Even if one assumes that the “supply side” taxation works as advertised, it is unlikely that it will work immediately. However, spending will increase immediately leading to larger deficits, more borrowing and more haggling over raising the debt limit. This is not what has been promised to the American people. The theory does not tell us how long it will take to work, and it does admit to any problems with deficits.

What is more troubling is the fact that the theory has never worked as advertised. Defenders of the policy insist, to the contrary, that the tax cuts during the Reagan administration were not responsible for the negative results that followed. They blame the monetary policy of the Federal Reserve and its efforts to control inflation by imposing very high interest rates. The evidence in this case is murky at best. The evidence with respect to efforts in the State of Kansas to adopt such a policy has been much clearer. Deficits have ballooned and forced the state to the verge of bankruptcy. If tax cuts are going to work for Kansas in the long term, that will be small consolation for her suffering citizens today.

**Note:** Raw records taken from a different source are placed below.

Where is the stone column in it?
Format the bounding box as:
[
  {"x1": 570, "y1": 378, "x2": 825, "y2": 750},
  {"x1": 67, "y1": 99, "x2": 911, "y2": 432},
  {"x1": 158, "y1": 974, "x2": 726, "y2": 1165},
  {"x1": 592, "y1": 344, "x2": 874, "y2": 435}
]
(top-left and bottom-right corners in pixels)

A devout supply sider might argue that, “ceteris paribus”, their theory would work better. Sadly, in this complex world, all other things are never equal. Isn’t it simpler to replace complex economic theory with another idea?” If you want to spend money on some perceived public good, then you must impose taxation to pay for the expenditure. This is a truly conservative approach to public finance. The question then narrows down to “Who is going to be taxed for how much?” In answering that question, it would be entirely reasonable to focus on effective rates of taxation rather than nominal rates. Regardless of “tax brackets”, our Federal taxes have hovered around 16%. Strangely enough, that is the same as the average effective corporate tax rate.

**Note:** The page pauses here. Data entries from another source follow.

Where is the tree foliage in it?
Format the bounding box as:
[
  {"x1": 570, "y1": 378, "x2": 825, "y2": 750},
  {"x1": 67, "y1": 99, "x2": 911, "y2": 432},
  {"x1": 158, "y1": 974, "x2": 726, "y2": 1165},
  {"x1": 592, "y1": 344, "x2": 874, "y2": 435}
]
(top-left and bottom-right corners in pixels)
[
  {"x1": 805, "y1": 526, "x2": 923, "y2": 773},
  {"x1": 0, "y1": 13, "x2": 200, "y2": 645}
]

Tax reform is needed. Do we wish to tax individuals and corporations at different rates? Should income taxes have graduated rates, and what should they be? What exemptions and deductions should be permitted and for whom? On what basis are these tax expenditures justified? This is not a task that the Administration and Congress can complete between now and September 30th. It is a task that each party should have undertaken long ago. It is difficult, but it lies at the heart of the democratic process. We elect public officials to address these difficult problems in a serious way. What we too often get is a series of grandiose pronouncements. “I will cut taxes.” “I will eliminate waste.”

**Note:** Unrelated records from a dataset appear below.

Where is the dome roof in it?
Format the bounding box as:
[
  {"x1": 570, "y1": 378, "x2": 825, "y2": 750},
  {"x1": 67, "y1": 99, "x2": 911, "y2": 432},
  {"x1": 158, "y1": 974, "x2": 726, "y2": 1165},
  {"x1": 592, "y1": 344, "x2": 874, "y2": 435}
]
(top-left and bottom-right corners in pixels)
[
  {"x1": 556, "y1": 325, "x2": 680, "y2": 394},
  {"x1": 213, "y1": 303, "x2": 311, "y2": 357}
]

This is closely tied to my argument in an earlier essay on the balanced budget. Revenue for capital expenditures may come from borrowing. Taxes will have to cover annual principal and interest payments. This is not rocket science. We all do it when we wish to buy a house or a car. We reach a clear and open agreement with lenders as to the amount of down payment and annual principal and interest payments are within our means. If we simply cannot do without, and the bank won’t lend us the money, we can alway get another job. In the public sector that translates as raising taxes.

The policy makers in Washington may be thinking about these things. However, I have seen nothing in the public discussion so far to give me much hope. An argument between Congressman Cut Taxes and Senator Tax the Rich fails to get at the heart of the matter. They are trading slogans and not discussing alternatives.